EDIT 2011/1/3: One the answer-threads hints that "documentation" (presumably textual, in particular not-formal) might be adequate. I guess I should clarify that I don't believe this. CASE tools appeared on the scene starting in the 80s, but the early tools mostly just captured pixels for the diagrams of whatever you drew; while the tools were arguablly commercially successful, they really weren't very helpful. A key insight was, that if the additional "design" artifacts are not formally interpretable, you can't get any serious tool help. I believe the same insight applies to any long-term useful form of design capture: if it hasn't got a formal structure, it won't be of any real use. Text documents pretty much fail this test.

Agreed on UML - a communication tool at best, contributing to the design description, but not in itself being the design. At worst, though, UML is graphical source code. — , Dec 31 '10 at 13:13
When I build systems, I have meet a lot of "nonfunctional" requirements: coded in *this* language, uses *that* database, handles 1E10 records in with 100mS average response time, ... You can't leave these out of the specification. (Without nonfunctional requirements a forever-loop is an adequeate program for any functional spec). My whole point about "design" capture is to handle another nonfunctional requirement: "maintainable". — Ira Baxter, Dec 31 '10 at 16:49
Your discussion look interesting but I'm not still not sure what the question is exactly about. Do you think you could try to give something like a concrete example or something to clarify what you are interested in exactly. I'm thinking about something like the FFT example where you could give the full picture of the 4 bullet points in your question like you see them and maybe what kind of things you would like to do with the results once captured. — n1ckp, Jan 03 '11 at 00:27
I’ve no idea on the whys of this issue, but it’s the subject of [Fred Brooks’ ‘The Design of Design’](http://www.amazon.co.uk/Design-Essays-Computer-Scientist/dp/0201362988). (Apologies if you’re already familiar.) He discusses examples from programming and architecture. He particularly notes that capturing rationales (for both the design, and rejected alternate designs) is really useful, and not well-served by current tools. — Paul D. Waite, Feb 13 '12 at 08:42

score 9 · Answer 1 · answered Dec 31 '10 at 14:08

9

I think there are several reasons why we still aren't good at this.

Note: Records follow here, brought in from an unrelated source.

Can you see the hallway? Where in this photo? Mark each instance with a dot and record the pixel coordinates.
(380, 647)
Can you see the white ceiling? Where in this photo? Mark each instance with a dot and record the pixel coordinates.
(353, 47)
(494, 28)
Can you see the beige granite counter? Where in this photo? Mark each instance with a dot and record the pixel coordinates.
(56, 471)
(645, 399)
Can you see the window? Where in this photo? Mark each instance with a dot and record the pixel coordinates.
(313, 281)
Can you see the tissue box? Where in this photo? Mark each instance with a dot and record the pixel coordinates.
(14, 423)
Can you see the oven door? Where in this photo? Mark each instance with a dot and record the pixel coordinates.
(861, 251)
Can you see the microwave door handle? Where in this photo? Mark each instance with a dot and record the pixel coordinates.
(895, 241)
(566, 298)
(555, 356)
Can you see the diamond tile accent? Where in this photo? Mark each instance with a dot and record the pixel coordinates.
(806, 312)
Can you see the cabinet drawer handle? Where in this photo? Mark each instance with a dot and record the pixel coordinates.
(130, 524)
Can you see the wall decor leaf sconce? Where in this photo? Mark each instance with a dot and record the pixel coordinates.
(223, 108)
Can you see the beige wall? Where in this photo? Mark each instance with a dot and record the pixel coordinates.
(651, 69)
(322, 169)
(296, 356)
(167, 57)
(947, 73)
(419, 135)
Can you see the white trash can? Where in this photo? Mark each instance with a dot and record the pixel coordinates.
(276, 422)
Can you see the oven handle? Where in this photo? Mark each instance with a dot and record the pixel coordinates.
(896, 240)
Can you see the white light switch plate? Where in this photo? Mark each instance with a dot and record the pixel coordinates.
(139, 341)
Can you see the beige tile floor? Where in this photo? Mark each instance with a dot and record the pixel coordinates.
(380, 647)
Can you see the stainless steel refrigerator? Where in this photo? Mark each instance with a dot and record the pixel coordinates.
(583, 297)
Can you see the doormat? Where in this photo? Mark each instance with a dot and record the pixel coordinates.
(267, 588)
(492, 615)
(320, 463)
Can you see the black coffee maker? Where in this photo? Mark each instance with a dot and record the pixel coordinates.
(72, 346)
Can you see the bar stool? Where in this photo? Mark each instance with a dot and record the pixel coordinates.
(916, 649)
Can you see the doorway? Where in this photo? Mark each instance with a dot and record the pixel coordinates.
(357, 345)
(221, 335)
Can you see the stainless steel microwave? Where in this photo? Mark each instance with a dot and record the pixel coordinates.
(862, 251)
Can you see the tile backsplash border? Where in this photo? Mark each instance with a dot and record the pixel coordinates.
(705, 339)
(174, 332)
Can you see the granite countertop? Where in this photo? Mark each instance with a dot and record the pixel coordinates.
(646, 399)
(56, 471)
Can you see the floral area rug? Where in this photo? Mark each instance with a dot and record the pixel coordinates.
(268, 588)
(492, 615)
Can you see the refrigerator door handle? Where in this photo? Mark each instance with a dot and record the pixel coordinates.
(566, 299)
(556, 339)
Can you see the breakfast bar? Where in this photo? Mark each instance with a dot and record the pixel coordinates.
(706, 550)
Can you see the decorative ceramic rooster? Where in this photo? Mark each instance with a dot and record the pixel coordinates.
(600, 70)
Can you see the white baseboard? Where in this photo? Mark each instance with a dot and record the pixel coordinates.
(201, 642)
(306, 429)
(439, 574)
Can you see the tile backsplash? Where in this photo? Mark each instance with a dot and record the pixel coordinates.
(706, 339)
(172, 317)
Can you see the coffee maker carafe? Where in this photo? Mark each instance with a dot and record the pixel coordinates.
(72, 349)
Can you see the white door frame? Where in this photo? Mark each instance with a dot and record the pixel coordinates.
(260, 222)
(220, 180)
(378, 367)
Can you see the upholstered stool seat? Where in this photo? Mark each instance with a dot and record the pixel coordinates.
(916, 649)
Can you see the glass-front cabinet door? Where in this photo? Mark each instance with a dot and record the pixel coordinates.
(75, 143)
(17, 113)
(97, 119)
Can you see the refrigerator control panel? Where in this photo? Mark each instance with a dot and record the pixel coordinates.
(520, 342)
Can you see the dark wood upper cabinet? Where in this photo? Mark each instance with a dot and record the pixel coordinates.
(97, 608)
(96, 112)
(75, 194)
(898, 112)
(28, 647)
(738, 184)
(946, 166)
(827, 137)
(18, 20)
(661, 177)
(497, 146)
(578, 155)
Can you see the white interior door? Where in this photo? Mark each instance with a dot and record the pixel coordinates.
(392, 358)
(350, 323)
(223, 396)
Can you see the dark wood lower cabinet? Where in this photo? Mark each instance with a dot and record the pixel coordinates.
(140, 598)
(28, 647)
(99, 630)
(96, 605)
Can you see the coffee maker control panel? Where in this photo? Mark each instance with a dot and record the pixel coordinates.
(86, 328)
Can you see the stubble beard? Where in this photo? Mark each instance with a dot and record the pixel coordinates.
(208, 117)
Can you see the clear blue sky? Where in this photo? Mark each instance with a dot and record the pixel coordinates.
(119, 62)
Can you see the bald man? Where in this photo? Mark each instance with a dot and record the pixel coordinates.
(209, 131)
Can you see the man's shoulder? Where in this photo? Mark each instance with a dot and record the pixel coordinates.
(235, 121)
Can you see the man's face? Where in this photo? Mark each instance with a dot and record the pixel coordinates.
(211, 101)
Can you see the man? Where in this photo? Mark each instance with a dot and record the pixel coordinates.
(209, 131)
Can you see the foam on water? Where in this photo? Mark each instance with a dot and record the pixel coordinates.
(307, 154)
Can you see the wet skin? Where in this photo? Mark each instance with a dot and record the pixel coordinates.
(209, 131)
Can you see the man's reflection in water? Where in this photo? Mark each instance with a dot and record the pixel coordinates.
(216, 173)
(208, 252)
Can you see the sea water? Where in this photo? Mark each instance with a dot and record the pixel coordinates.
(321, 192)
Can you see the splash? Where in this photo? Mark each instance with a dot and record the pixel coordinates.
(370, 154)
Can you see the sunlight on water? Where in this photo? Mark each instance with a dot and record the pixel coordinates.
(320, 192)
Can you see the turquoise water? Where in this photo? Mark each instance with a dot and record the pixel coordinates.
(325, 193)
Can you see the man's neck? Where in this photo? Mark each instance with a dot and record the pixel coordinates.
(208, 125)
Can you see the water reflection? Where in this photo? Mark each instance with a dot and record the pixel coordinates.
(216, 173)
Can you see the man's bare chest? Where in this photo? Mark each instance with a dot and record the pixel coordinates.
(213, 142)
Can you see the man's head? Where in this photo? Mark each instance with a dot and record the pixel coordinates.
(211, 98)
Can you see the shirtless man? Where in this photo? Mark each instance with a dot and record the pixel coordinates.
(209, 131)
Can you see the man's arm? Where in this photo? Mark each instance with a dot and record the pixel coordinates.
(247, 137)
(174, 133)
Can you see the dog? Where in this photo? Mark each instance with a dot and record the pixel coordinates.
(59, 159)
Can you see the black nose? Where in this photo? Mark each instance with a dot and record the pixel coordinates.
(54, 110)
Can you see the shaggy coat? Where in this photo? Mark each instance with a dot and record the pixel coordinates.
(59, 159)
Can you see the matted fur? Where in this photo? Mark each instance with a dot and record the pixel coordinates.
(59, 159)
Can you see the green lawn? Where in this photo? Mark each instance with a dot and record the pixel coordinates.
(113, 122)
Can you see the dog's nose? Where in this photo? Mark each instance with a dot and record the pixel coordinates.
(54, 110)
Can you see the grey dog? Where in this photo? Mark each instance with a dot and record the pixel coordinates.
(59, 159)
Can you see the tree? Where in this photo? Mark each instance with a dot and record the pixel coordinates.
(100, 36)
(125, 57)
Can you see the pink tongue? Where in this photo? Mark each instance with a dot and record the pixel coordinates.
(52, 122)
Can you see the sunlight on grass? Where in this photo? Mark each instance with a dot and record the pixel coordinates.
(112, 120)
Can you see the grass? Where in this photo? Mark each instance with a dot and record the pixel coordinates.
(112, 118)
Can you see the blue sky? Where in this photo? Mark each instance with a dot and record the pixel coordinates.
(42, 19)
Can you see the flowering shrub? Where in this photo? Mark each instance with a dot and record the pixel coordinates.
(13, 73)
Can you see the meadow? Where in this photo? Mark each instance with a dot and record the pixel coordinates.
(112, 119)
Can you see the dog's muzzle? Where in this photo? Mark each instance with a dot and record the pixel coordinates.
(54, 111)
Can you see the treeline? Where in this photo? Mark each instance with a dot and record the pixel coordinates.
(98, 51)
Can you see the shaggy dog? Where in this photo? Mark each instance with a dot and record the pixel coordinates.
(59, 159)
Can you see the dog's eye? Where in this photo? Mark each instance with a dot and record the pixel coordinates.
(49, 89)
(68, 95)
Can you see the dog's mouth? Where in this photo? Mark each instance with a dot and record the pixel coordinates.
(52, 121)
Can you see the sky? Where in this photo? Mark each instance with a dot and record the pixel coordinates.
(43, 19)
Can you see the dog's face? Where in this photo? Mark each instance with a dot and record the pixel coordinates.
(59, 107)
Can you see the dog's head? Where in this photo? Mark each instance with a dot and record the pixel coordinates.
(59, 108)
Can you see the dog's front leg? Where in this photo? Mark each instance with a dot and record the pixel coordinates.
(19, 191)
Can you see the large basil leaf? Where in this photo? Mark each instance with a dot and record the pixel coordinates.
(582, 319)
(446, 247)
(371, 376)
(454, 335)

People for a long time though software was like houses, and were using processes and ideas from construction. "Software architect" was a title all programmers wanted. During the last ten years the software architect has almost died out. The idea of waterfall processes where you first have an architect saying how the software should work and look, and then get people making diagrams of how it should be constructed and lastly have code monkey implementing these nice worksflows/UML diagrams to spec, this idea is now widely derided. So in fact, the whole industry was barking up the wrong path for 40 years.
The tools we use constantly change and improve. Programming is a logical puzzle, and we come up with better ideas and techniques to abstract that puzzle and making it understandable. The way we model this must evolve at the same speed, but it lags behind. The improved techniques to abstract the puzzle of programming also means we can increase the complexity. And so we do. Programming always lies on the edges of the complexity we as programmers can handle.
Making ways of describing the program is a sort of abstraction. If we can come up with a good way of abstracting the software, we can also put that abstraction directly into the development tools, and therefore add another abstraction/simplification to the programming. This has happened many times over. Examples of such abstractions are functions, classes and libraries.
Therefore; If you have a successful and accurate model of the software, that model will be equivalent to the software. Which kinda makes the whole effort pointless, which in turn corroborates point 1 above: Modeling the software is much less useful that previously thought. It is instead better to extract data about the software from the code. Creating a UML model from how the code actually looks is much more enlightening than creating an UML model and trying to implement that theoretical model.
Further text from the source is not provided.